The dreadful demise of a diligent daughter is also making the majority in this central Kashmir village wonder about the “deteriorating social fabric”.
“We’re not offering this funeral to a poor soul today,” says a cleric, as young and old men cry like children, “we’re offering it to our dead conscience.”
Among the grievers is young Umar — a cousin of the 30-year-old Budgam girl butchered in a barbaric manner.
He recalls the day, March 7, when she routinely left home, at around 10:30 am, for computer classes in her hometown.
After completing her Masters recently, the girl was now pursuing a one-year diploma in computer applications and used to come back home till afternoon.
But that day, Umar recalls, her cousin didn’t turn up even by evening—forcing her family members to call on her cellphone number, which was not reachable.
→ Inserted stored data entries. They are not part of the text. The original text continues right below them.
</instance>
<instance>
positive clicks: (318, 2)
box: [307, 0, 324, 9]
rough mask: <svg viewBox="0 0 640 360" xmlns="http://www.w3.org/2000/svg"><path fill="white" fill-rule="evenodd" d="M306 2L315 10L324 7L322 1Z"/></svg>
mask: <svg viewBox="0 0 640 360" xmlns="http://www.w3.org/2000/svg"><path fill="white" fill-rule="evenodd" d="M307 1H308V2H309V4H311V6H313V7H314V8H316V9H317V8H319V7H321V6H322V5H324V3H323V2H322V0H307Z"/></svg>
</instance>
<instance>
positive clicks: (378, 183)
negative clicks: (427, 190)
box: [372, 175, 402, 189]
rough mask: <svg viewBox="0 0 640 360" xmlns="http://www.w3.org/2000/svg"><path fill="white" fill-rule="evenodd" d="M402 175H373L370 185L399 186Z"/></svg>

“Without wasting any time,” the cousin recalls, “her brother along with some relatives went out to search for his sibling. But they couldn’t locate her.”
The girl’s brother then approached the police post, Soibugh and registered a missing report. And soon, the investigation was launched in one of the rattling crime cases of Kashmir.
“We gathered all our technical inputs and then summoned many suspects for questioning,” SSP Al-Tahir Gilani, Budgam Police Chief, told Kashmir Observer.
Among the suspects was an unassuming mason from Mohandpora, Budgam. His name was Shabir Wani, a 45-year-old married man with two children.
“After sustained questioning,” SSP said, “Shabir confessed his crime.”
But what was even shocking for cops was the manner in which this crime was committed.
The mason had first murdered the girl before chopping her body into pieces and disposing of them at two locations: Railway bridge Ompora and Sebden area of Budgam.
Later, a battery of cops would visit the crime spot and retrieve the girl’s severed head and other body parts.
“This was a blind murder but we managed to crack it within the shortest possible time,” an investigating officer told Kashmir Observer. “The accused had chopped-off the body to conceal his crime.”
At Soibugh, these crime details are now making many restless. Some are beating their chest in pain, while others are exhorting to make an example of such “monsters” committing these heinous crimes.
“It’s a wake-up call for all of us,” says Zubair Khan, a young villager. “We can’t leave everything to the police. We need to identify these monsters among us and take them to task for the sake of our family’s safety and security.”
Meanwhile, police handed over the body parts to the family for last rites after conducting all the medico-legal formalities.
“She was the eldest among three siblings and recently engaged to a man in a neighboring village,” Umar continues. “She was scheduled to get married in August this year.”
Amid the family agony and account, the investigating officer quoted above said that the police caught the mason after checking the woman’s call details.
“Initial investigations,” he said, “have revealed that the accused and the slain might’ve developed some strain relation leading to the gruesome crime.”
But SSP Budgam said the case is still a work in progress. “We’re investigating all possible angles,” he said. “The postmortem has been completed and we’re collecting scientific evidence for the investigation.”
However, many still wonder that if the accused and the girl were living in two different villages, how did the crime happen?